In light of the news that the Walt Disney Company had reached a deal to acquire most of 21st Century Fox, executive c0-chairman Rupert Murdoch spoke to Sky News TV about the move and other business matters at the empire.
But when the topic of sexual harassment allegations came up and whether they affected the network, Murdoch called the accusations "nonsense."
"It's all nonsense," he said. "There was a problem with our chief executive, over the year, isolated incidents." Former Fox News CEO Roger Ailes stepped down in 2016 after over 20 women accused him of sexual harassment, and News Corp paid $45 million in settlements related to those allegations. Upon his departure, Ailes was awarded a $40 million exit package.
Murdoch told Sky News TV, "As soon as we investigated he was out of the place in hours — well three or four days. And there has been nothing else since then."
Since then, since Ailes left News Corp, there has actually been quite a bit else.
The network's biggest star, Bill O'Reilly was fired in April following numerous sexual harassment allegations and after the New York Times discovered that Fox had paid at least $13 million in settlements over complaints made against him. The network also terminated host Eric Bolling in September, after Huff Post reported that Bolling had sent unsolicited pictures of his genitalia to at least three female colleagues. Host Chris Payne was also suspended this summer after allegations of sexual harassment. He was later reinstated.
Murdoch claims the accusations were "largely political because we are conservative. The liberals are going down the drain. NBC is in deep trouble."

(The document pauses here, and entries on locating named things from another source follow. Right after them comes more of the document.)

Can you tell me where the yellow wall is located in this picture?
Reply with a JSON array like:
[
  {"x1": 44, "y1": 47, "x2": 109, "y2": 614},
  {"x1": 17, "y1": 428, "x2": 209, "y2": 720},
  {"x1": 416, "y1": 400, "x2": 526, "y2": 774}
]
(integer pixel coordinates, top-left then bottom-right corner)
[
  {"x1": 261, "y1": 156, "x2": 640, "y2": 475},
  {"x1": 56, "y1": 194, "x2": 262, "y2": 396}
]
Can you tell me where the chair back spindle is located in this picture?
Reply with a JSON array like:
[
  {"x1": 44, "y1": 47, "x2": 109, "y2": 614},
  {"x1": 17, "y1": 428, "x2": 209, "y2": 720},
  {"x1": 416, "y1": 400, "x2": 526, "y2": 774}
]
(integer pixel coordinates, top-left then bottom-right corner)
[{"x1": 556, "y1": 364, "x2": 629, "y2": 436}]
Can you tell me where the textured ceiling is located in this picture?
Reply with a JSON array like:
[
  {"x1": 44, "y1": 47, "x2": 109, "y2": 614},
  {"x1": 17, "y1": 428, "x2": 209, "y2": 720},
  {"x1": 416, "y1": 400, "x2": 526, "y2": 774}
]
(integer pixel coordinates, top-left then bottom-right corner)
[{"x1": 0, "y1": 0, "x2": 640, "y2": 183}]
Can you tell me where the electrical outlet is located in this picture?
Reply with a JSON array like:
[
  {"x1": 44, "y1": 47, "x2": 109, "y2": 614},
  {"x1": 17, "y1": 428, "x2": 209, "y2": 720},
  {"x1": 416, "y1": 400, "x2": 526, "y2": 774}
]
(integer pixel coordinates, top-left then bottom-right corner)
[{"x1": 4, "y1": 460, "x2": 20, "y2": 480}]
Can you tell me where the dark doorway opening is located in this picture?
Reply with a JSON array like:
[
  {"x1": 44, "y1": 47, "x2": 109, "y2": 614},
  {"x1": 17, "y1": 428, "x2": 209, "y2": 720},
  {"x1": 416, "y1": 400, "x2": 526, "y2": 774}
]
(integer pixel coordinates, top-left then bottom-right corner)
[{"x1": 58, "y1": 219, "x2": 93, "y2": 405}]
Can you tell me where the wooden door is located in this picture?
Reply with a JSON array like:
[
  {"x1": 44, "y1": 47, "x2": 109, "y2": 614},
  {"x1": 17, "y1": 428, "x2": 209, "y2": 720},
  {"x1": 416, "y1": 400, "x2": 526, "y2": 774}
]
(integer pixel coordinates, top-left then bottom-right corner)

The media industry, like Hollywood, the food industry and politics, has come under scrutiny for a culture of predation by men in power and systematic sexual misconduct. From NBC's Matt Lauer, to CBS's Charlie Rose, to PBS's Tavis Smily, allegations of sexual harassment or assault have not been confined to conservatives. But to ignore how pervasive allegations specifically at Fox News have been is a very selective understanding of this current moment.
"There are really bad cases and people should be moved aside," Murdoch said. "There are other things — which probably amount to a bit of flirting." According to Sky News, the 86-year-old said that he did not believe sexual misconduct allegations had "affected investor sentiment towards his businesses."